« Abandonner l’utopie d’une nature asservie par l’humanité… »
Cette phrase extraite du dernier rapport [1] du Comité consultatif national d’éthique pour les sciences de la vie et la santé (CCNE) est surprenante et rejoint des positions fortes d’Inf’OGM : la nécessité urgente et vitale de changer de paradigme et l’idée qu’un nouveau regard doit être porté sur la biodiversité, un regard qui nous englobe, nous humains.

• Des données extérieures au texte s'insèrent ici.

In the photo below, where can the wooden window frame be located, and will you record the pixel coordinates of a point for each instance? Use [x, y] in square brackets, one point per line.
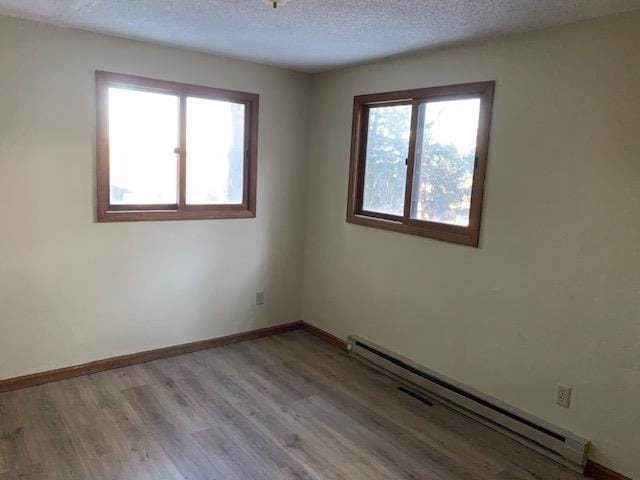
[468, 235]
[107, 212]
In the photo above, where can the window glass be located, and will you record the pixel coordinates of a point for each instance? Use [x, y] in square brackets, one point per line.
[215, 151]
[386, 159]
[143, 137]
[445, 158]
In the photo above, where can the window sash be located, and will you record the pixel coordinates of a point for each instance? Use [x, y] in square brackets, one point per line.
[106, 211]
[466, 235]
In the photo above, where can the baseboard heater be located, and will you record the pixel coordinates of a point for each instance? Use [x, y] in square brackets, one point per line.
[558, 444]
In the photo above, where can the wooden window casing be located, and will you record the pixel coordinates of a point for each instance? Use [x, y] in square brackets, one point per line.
[465, 235]
[180, 210]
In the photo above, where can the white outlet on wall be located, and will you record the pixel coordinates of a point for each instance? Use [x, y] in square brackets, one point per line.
[564, 396]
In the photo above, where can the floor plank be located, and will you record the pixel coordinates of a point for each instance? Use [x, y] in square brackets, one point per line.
[284, 407]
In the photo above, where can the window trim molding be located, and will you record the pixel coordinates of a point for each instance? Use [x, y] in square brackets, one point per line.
[451, 233]
[107, 212]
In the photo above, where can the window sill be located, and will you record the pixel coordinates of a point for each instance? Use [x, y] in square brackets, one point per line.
[160, 215]
[468, 236]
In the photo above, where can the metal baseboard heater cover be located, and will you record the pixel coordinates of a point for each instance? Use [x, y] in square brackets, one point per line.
[556, 443]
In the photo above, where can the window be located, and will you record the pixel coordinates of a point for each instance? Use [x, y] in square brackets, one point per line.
[418, 161]
[170, 151]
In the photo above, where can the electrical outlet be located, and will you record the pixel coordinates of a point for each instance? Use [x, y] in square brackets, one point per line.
[564, 396]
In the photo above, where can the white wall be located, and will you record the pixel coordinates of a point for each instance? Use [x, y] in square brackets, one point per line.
[551, 296]
[553, 293]
[73, 290]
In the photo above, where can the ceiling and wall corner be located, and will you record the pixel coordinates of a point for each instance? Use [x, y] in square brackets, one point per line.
[311, 35]
[557, 305]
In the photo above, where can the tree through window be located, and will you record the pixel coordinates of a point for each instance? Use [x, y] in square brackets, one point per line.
[418, 161]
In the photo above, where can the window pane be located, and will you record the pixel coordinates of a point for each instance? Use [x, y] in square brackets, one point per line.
[385, 169]
[445, 158]
[143, 134]
[215, 151]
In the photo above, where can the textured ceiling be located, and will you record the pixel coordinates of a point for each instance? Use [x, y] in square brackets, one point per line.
[311, 34]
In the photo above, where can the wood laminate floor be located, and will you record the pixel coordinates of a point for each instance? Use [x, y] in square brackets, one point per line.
[283, 407]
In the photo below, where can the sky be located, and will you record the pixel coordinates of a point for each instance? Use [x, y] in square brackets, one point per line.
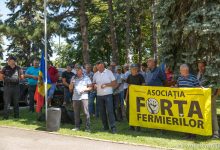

Le changement consiste à considérer que l’être humain est une composante de la biodiversité et ne peut donc la regarder de haut. Ce rapport qui en appelle à plus d’humilité de la part des scientifiques, considère qu’ « il est essentiel de mobiliser une éthique de responsabilité », et rappelle l’importance de penser l’intérêt général pour construire un projet de société. Mais au-delà, ce rapport souligne, preuves à l’appui, la responsabilité des hommes dans la destruction de leur propre espace de vie alors qu’ils en sont une composante.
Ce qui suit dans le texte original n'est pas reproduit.